Color Panels for a Large Wall was created by Ellsworth Kelly (b. 1923) in 1978 for the Central Trust Company of Cincinnati, Ohio. It was installed at the bank until 1992, when the building was renovated and the work was given to the Cincinnati Art Museum. The museum could not find a suitable wall for Color Panels, so they contacted the artist, and in 1996 Kelly gave the museum two paintings in exchange for the panels. The work (which represents the artist's return to color after a period of working in black and white) consists of 18 rectangular monochrome canvases, each painted a different hue—variations on each of the six primary and secondary colors, and two in black. Kelly chose and arranged the colors without any system. The original configuration consisted of two horizontal rows of nine panels on the bank's 140-foot wall. For the National Gallery of Art, the artist reconfigured the work by the artist into a grid of three rows of six panels each. Kelly prefers the Gallery’s installation of the work to the original.
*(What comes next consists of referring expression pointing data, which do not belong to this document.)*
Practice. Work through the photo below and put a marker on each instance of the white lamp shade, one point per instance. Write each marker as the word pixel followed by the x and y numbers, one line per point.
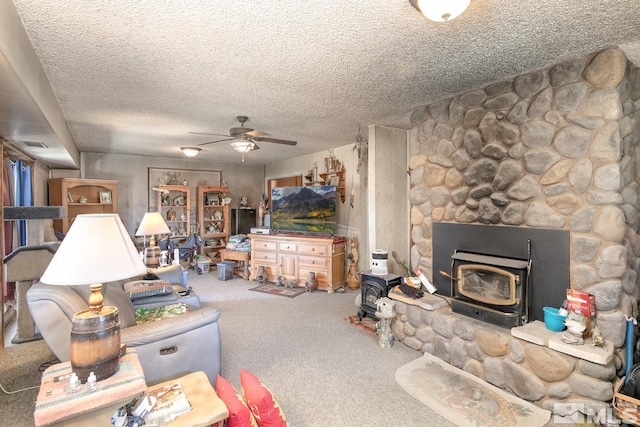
pixel 441 10
pixel 152 223
pixel 97 249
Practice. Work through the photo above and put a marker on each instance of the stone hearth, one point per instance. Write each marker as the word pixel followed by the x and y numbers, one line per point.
pixel 558 149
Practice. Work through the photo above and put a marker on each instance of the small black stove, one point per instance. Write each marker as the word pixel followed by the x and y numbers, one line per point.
pixel 372 288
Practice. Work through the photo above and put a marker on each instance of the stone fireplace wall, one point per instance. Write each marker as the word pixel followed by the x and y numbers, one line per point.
pixel 557 148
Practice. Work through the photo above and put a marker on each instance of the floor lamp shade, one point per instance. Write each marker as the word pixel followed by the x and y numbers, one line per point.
pixel 97 249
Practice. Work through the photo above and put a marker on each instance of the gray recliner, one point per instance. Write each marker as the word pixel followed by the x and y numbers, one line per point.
pixel 195 336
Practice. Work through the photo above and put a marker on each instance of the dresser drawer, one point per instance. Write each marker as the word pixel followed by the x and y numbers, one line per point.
pixel 287 247
pixel 262 245
pixel 310 249
pixel 311 262
pixel 264 257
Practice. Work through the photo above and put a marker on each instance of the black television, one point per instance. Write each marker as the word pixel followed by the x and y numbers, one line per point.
pixel 307 210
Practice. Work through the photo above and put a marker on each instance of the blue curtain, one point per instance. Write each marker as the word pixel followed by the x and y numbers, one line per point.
pixel 23 194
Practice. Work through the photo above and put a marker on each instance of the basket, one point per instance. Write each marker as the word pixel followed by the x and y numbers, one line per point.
pixel 225 270
pixel 204 263
pixel 626 407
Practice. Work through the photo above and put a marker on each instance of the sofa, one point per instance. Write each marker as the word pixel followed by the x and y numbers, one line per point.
pixel 168 348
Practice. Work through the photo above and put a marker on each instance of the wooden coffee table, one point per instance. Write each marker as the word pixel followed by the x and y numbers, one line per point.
pixel 239 256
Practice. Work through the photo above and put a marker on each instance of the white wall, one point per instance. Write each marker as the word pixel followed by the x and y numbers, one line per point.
pixel 133 188
pixel 387 194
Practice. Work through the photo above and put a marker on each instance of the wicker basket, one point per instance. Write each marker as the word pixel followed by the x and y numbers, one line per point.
pixel 626 407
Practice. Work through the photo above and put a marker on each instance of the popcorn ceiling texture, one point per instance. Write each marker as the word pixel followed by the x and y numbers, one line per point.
pixel 556 148
pixel 134 77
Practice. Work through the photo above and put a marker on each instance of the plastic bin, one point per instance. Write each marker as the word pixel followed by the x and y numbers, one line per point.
pixel 203 264
pixel 225 270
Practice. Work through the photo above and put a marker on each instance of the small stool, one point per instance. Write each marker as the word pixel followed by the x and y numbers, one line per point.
pixel 207 408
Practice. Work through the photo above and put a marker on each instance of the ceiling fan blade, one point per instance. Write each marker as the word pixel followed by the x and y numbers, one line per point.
pixel 211 142
pixel 204 133
pixel 276 141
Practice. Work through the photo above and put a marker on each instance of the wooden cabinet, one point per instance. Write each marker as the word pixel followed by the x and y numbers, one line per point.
pixel 214 218
pixel 294 257
pixel 174 206
pixel 82 196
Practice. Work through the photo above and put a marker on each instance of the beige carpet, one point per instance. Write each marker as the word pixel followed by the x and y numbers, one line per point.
pixel 465 399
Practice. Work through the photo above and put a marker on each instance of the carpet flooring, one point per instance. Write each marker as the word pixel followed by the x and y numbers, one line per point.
pixel 322 369
pixel 21 366
pixel 465 399
pixel 269 288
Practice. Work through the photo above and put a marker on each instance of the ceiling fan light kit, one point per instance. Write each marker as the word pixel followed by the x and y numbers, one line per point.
pixel 243 138
pixel 243 146
pixel 440 10
pixel 190 151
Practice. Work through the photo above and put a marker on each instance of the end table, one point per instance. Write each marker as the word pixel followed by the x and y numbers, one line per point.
pixel 57 406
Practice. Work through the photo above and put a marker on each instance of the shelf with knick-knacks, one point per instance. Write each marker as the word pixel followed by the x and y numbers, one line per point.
pixel 334 174
pixel 336 178
pixel 174 206
pixel 213 214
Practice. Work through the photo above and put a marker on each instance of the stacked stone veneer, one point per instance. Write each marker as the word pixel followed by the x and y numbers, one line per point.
pixel 558 149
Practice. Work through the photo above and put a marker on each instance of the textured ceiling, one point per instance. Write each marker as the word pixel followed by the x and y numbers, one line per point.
pixel 136 76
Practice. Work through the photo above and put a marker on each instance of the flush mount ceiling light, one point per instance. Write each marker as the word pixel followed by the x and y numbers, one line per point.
pixel 440 10
pixel 190 151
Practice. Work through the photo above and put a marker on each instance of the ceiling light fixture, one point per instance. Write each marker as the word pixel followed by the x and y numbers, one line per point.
pixel 190 151
pixel 440 10
pixel 243 146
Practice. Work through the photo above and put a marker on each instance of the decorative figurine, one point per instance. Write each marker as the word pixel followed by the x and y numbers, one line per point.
pixel 279 282
pixel 353 278
pixel 262 211
pixel 597 339
pixel 262 275
pixel 312 283
pixel 173 177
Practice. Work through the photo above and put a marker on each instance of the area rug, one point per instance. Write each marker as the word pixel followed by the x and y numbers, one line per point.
pixel 366 324
pixel 272 289
pixel 465 399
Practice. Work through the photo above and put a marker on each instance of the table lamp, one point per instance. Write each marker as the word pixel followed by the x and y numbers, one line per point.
pixel 97 249
pixel 152 224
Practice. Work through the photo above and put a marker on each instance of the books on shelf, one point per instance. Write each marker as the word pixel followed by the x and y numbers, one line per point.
pixel 170 402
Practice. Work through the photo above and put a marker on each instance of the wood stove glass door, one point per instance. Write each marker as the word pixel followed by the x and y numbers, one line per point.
pixel 487 284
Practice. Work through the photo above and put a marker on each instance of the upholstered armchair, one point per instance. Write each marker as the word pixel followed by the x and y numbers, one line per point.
pixel 167 348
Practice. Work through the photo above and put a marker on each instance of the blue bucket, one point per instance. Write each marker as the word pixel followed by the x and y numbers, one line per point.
pixel 553 320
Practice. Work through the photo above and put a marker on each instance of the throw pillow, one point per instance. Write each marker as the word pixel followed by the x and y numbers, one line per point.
pixel 261 401
pixel 239 413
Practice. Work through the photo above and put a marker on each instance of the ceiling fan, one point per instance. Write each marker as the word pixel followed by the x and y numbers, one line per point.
pixel 244 138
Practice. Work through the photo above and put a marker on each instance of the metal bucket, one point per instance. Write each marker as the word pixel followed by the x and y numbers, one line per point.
pixel 95 343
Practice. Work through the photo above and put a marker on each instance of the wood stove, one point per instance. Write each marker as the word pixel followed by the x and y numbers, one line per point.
pixel 490 288
pixel 372 288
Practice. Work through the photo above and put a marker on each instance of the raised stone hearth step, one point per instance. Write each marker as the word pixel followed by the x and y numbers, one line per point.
pixel 428 302
pixel 536 332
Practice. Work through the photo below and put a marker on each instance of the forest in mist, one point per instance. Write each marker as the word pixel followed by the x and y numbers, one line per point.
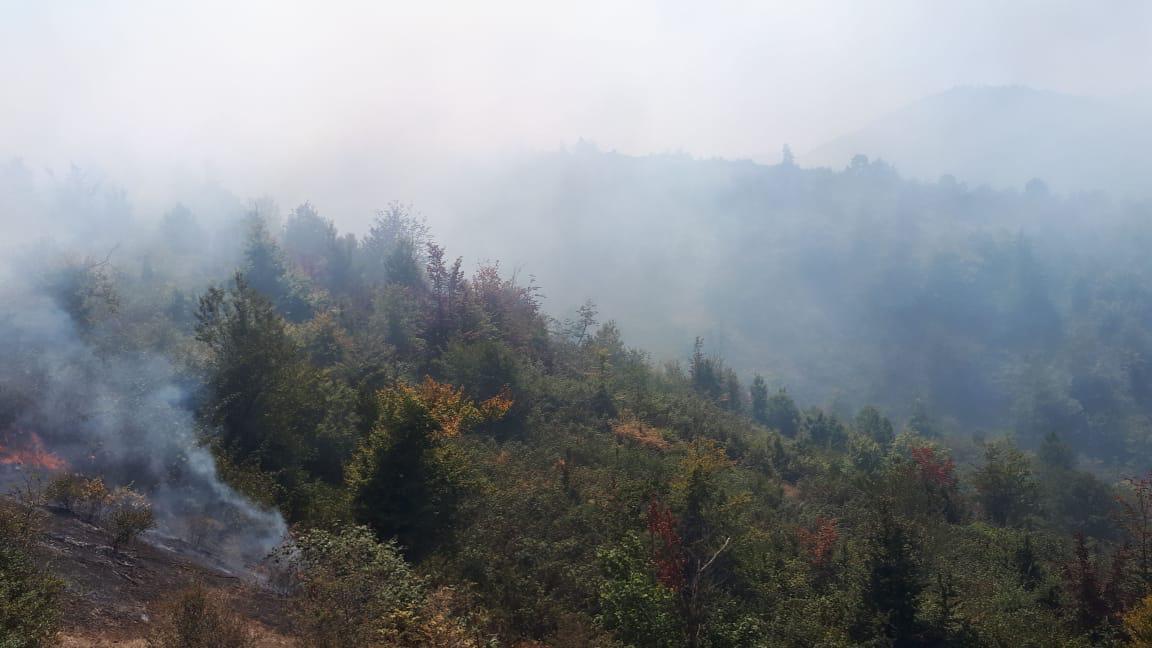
pixel 576 324
pixel 700 402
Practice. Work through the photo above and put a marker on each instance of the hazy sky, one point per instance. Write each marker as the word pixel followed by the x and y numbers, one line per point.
pixel 272 95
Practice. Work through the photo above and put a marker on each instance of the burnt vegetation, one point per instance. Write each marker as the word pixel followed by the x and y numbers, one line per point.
pixel 460 468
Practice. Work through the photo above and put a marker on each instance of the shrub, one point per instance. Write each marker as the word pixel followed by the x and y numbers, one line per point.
pixel 198 618
pixel 80 495
pixel 127 514
pixel 29 597
pixel 350 589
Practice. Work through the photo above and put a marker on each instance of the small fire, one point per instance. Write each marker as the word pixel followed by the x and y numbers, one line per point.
pixel 25 449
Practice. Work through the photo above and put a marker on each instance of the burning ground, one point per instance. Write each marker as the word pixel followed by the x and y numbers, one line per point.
pixel 112 597
pixel 75 397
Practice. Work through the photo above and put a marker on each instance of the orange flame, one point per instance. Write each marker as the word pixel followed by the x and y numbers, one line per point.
pixel 29 451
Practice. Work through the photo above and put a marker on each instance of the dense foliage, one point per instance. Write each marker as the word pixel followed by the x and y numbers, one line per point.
pixel 460 467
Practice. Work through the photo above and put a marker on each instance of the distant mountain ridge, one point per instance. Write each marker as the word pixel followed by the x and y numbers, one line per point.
pixel 1005 136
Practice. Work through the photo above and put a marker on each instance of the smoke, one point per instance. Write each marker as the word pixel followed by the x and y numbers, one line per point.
pixel 114 411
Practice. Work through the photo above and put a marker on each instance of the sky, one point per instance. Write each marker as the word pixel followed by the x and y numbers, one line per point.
pixel 364 98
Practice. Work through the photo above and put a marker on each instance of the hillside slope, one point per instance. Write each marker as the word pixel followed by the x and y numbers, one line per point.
pixel 1007 135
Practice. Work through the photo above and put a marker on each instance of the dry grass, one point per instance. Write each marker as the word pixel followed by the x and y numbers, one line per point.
pixel 198 617
pixel 639 432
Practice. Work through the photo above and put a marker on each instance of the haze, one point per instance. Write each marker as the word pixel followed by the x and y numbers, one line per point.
pixel 354 104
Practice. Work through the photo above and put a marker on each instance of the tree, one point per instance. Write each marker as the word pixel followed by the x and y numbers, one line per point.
pixel 403 479
pixel 887 604
pixel 394 247
pixel 872 424
pixel 759 400
pixel 1005 486
pixel 350 589
pixel 782 414
pixel 267 273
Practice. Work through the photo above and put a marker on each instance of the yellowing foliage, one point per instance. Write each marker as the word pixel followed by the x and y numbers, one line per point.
pixel 453 412
pixel 1138 624
pixel 639 432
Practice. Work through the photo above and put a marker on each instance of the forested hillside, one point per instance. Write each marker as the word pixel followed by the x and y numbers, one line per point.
pixel 459 468
pixel 1017 310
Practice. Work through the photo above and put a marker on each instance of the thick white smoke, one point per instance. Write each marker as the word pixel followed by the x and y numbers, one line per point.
pixel 119 413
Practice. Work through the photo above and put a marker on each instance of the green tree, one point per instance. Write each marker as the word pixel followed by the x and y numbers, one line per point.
pixel 1005 486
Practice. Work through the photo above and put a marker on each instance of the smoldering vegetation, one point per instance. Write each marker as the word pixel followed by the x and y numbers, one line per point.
pixel 91 381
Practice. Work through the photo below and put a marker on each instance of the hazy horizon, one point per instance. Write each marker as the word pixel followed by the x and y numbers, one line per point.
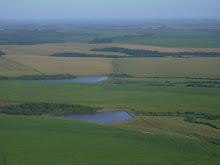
pixel 114 9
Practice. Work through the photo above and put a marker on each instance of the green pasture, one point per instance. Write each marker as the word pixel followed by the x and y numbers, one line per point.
pixel 169 67
pixel 41 140
pixel 143 98
pixel 213 122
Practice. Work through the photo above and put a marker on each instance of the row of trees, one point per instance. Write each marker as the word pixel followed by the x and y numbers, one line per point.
pixel 193 120
pixel 68 54
pixel 39 109
pixel 178 114
pixel 149 53
pixel 39 77
pixel 100 41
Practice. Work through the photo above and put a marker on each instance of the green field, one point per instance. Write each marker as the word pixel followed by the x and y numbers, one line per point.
pixel 172 36
pixel 169 67
pixel 56 141
pixel 174 126
pixel 213 122
pixel 152 90
pixel 10 68
pixel 144 98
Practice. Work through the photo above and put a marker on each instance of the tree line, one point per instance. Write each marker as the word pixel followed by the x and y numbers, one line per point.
pixel 39 109
pixel 178 114
pixel 193 120
pixel 100 41
pixel 149 53
pixel 39 77
pixel 68 54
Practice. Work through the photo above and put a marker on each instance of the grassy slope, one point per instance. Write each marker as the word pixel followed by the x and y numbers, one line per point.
pixel 213 122
pixel 170 126
pixel 169 67
pixel 37 140
pixel 158 99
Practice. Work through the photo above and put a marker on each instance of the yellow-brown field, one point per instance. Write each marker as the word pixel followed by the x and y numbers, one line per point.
pixel 10 68
pixel 205 67
pixel 171 50
pixel 48 49
pixel 35 59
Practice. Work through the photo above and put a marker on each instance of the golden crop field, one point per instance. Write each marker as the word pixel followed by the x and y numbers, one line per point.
pixel 10 68
pixel 205 67
pixel 66 65
pixel 48 49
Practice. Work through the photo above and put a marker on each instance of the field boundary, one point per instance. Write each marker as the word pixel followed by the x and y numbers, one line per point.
pixel 22 65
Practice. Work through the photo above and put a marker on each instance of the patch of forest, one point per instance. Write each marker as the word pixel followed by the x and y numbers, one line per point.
pixel 39 77
pixel 39 109
pixel 189 116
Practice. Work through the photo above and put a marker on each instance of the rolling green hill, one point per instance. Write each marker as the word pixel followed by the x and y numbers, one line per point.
pixel 41 140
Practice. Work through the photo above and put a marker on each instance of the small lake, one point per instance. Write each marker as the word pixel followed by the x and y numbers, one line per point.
pixel 79 79
pixel 101 117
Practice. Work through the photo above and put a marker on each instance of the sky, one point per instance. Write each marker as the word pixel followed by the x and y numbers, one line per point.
pixel 109 9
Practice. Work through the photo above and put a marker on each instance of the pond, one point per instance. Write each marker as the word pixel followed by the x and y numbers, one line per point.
pixel 79 79
pixel 101 117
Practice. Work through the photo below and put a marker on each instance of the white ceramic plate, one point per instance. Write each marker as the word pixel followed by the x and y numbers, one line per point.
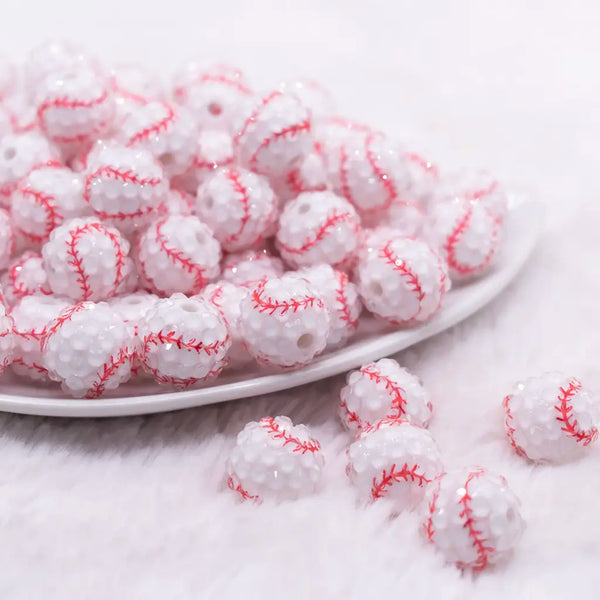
pixel 373 341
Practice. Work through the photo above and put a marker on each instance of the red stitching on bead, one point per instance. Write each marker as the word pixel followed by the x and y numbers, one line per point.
pixel 71 104
pixel 380 488
pixel 271 306
pixel 108 370
pixel 236 486
pixel 564 407
pixel 397 400
pixel 77 262
pixel 179 259
pixel 126 177
pixel 277 433
pixel 332 220
pixel 55 325
pixel 478 541
pixel 253 116
pixel 510 430
pixel 384 178
pixel 154 129
pixel 431 507
pixel 287 132
pixel 53 218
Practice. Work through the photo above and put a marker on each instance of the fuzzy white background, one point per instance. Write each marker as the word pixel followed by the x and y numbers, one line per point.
pixel 133 508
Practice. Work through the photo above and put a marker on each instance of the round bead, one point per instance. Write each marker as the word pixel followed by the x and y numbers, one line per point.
pixel 31 316
pixel 383 390
pixel 275 134
pixel 401 279
pixel 551 418
pixel 472 517
pixel 184 341
pixel 396 460
pixel 85 260
pixel 178 254
pixel 274 459
pixel 88 349
pixel 284 322
pixel 238 205
pixel 316 228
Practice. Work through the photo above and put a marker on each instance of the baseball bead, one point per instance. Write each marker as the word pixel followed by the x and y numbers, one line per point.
pixel 551 418
pixel 85 259
pixel 402 280
pixel 274 135
pixel 178 254
pixel 7 239
pixel 124 186
pixel 383 390
pixel 274 459
pixel 166 132
pixel 44 199
pixel 238 205
pixel 250 267
pixel 341 299
pixel 284 322
pixel 472 517
pixel 7 339
pixel 74 106
pixel 467 234
pixel 88 349
pixel 215 95
pixel 227 298
pixel 19 154
pixel 316 228
pixel 183 341
pixel 31 316
pixel 396 460
pixel 25 276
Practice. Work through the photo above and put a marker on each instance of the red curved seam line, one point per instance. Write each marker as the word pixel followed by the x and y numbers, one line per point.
pixel 270 306
pixel 277 433
pixel 380 488
pixel 253 116
pixel 288 132
pixel 179 259
pixel 478 541
pixel 154 129
pixel 333 219
pixel 386 181
pixel 564 407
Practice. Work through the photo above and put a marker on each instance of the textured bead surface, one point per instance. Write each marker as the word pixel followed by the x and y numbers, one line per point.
pixel 124 186
pixel 401 279
pixel 31 316
pixel 166 132
pixel 551 418
pixel 25 276
pixel 383 390
pixel 178 254
pixel 284 322
pixel 238 205
pixel 466 233
pixel 341 299
pixel 44 199
pixel 274 459
pixel 227 298
pixel 85 259
pixel 184 341
pixel 274 135
pixel 472 517
pixel 249 267
pixel 396 460
pixel 316 228
pixel 88 349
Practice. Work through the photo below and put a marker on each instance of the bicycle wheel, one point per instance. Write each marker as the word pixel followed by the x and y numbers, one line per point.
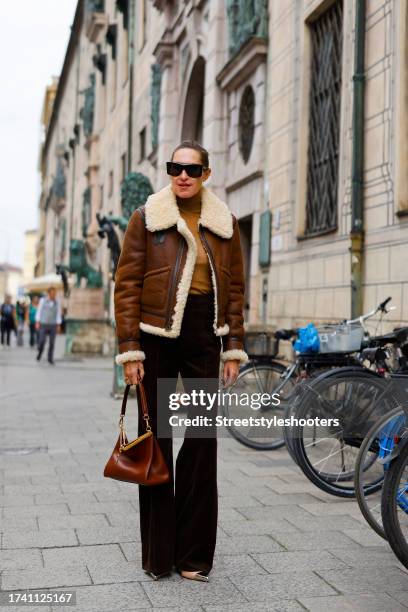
pixel 291 407
pixel 256 379
pixel 394 505
pixel 369 473
pixel 327 453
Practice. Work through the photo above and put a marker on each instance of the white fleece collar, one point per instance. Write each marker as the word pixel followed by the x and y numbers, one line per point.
pixel 162 212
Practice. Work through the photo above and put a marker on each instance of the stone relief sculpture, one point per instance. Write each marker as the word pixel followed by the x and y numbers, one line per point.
pixel 155 103
pixel 135 190
pixel 94 6
pixel 79 265
pixel 87 111
pixel 107 230
pixel 246 18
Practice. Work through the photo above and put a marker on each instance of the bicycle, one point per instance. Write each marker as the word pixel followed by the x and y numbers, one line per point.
pixel 327 455
pixel 394 502
pixel 264 373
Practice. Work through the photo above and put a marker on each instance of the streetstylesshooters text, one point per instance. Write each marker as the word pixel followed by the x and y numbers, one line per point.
pixel 253 401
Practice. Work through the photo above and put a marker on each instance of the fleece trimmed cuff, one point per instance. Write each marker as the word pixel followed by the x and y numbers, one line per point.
pixel 130 356
pixel 234 354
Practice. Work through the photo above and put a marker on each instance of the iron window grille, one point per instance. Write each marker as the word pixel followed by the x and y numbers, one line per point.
pixel 324 121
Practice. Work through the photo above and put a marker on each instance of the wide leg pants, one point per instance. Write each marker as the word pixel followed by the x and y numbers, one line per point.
pixel 178 520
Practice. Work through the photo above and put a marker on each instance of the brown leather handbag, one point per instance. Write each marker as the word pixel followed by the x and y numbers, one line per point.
pixel 140 461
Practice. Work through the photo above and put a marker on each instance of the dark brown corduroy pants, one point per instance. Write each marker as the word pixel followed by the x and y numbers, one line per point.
pixel 178 523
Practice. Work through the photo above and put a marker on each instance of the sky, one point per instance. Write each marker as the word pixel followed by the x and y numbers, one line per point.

Color Panels for a Large Wall was an opportunity for Kelly to explore on a large scale his long-held preoccupation with multipanel, multicolor paintings and the space in which his work is installed. In fact, two earlier works by Kelly make reference to a "large wall": Color Panels for a Large Wall from 1951, and Sculpture for a Large Wall, 1957, both in the collection of the Museum of Modern Art, New York. (Sculpture for a Large Wall was originally created for the lobby of the Transportation Building in Philadelphia's Penn Plaza.)
Color Panels for a Large Wall is able to successfully occupy or "hold" the monumental three-story wall while remaining light in appearance because it incorporates elements typical of Kelly’s work, including precise balances of shape, space, and color. Also representative of Kelly's approach is his use of multiple panels whose relationship to the wall replaces the conventional figure-ground relationships found within paintings composed of a single canvas. In this way, Kelly's work is integrated into the space of the installation—unlike most conventional framed paintings, which are understood to be self-contained and distinct from the wall.
With this installation, the Gallery enlivens the public atrium space of the East Building with a work that dates—by chance—from the year the building opened.